2. There’s always a lot of discussion about the best way for writers and filmmakers to submit a query. What makes a positive first impression in a submission query when it lands in your inbox?



For the most part I would say queries do not work as so many of them come in weekly to reps that it almost becomes spam, there are much better ways to get your writing discovered than queries. 


That said, I myself do sometimes read the loglines so my best advice is to keep it super short and sweet. 

Say something complimentary specific to that person to get their attention such as congrats on their last movie that came out etc, then state the genre, title and 2 sentence logline of your project. 

Throw in a this meets that at the end if you want, “it’s The Hunger Games meets Knives Out, or it’s The Hunger Games on Mars, and say you have a pdf copy ready if interested. 

Polite and to the point. 

If you don’t hear back do not follow up, if you don’t get a response it’s a pass, or they did not bother to read it at all even.




3. What are your top 3 tips for writers looking to make their pitches a successful one?




One of the new and interesting things that came out of doing business in the pandemic is pre-recorded video pitches. 

The few I have seen are a great mix of the writer pitching the story edited together with scenes from other movies that are similar to what is being described. 

It is a 20 minute sizzle reel with a narrative pitch intertwined. To do a great one will take some time and resources or access to editing software, but if done well it’s a super efficient and no pressure way to take out a pitch. 

The video link is sent to all the buyers and they can set up a Q & A afterwards or just buy it. I think this format will exist after the pandemic, tho we will also go back to pitching in the room. 

As for top 3 tips, first you want to deliver the pitch as if you are telling a friend a fun story from the night before, casual and cool. 

Second you want to keep it around 20 minutes. Third you should include a visual deck to either walk through during the pitch on an i-pad or laptop, or for a leave behind. 

This visual deck should have potential actor pictures, setting pictures and general mood & tone pictures as well. 

If you go the extra mile such as a video pitch, or visual deck it really helps in the odds of selling your story.




4. What do you feel transforms a mediocre story into a great and marketable concept?




Ultimately you just need a unique and original story, something we haven’t seen before. Does it help it it’s high concept? Yes of course. 

But I would argue that Nomadland is not a high concept story, yet it’s a world we haven’t seen before and an interesting character on the journey through that world. 

If you’re going to tell a story about a spy, which is something we have seen a hundred times, then bring a new twist to it, a new layer or wrinkle. 

What if there was a James Bond film that was not about 007, but was about Q, the head of the research and development division of the British Secret Service. 

Of course we don't have the rights to James Bond, but I use the example of an idea for a new way into a spy movie. 

That is a new POV, a new type of “Hero” in a story we have seen many times before, so it brings a fresh perspective on a tried and true format and genre.
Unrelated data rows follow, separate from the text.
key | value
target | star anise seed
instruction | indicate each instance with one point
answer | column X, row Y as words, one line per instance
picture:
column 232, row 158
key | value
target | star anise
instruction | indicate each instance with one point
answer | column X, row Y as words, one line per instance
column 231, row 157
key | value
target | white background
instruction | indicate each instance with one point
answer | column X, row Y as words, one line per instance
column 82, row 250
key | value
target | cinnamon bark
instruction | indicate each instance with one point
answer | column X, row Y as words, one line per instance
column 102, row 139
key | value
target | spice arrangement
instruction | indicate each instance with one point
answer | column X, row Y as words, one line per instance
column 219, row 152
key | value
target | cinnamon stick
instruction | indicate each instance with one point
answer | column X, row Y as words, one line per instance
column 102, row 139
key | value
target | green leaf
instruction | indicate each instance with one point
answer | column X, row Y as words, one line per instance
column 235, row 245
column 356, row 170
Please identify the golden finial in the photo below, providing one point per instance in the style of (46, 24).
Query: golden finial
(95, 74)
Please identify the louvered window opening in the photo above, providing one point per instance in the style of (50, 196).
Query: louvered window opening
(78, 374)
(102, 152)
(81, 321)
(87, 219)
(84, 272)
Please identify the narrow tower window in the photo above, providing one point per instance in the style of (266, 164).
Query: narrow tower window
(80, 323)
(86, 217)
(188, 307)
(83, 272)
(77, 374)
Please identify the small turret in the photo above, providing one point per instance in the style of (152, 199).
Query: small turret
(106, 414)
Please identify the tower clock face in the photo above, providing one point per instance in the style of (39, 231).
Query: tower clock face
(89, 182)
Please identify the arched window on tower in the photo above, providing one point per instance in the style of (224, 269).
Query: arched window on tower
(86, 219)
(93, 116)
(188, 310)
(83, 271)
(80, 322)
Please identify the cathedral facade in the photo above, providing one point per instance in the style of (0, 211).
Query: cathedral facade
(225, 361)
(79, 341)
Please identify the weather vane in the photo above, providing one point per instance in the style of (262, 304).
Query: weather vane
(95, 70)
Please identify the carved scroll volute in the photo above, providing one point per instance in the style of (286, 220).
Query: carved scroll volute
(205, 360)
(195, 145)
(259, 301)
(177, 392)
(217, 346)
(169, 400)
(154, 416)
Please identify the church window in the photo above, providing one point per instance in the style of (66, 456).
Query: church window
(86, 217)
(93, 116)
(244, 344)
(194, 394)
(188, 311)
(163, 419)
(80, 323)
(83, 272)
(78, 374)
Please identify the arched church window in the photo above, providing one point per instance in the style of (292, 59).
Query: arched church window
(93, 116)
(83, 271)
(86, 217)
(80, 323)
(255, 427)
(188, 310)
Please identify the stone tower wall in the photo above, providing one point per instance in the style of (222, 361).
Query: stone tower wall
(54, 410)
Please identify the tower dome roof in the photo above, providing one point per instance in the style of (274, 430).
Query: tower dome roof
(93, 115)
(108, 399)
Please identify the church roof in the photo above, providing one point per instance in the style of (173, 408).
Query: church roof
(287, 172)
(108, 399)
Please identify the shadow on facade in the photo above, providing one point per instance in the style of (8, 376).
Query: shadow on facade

5. What is the best piece of advice you’ve been given for working in this industry, and would you mind sharing with us?





Some good advice I got when starting out was to say yes to every opportunity in the business that came my way and through all those experiences you will find out what you’re most passionate about and then you can lock in on that as a career path. 

I would suggest that for aspiring writers as well. Say yes to helping your friend shoot their short film, who knows you may love being on set and being behind the camera as a DP or Director. 

Take an acting class and you’ll get a whole new perspective on what actors go through. 

You’ll either find another job in the business that appeals to you or the experience will strengthen you as a screenwriter, either way you will be making contacts and networking and fuelling your passion for storytelling.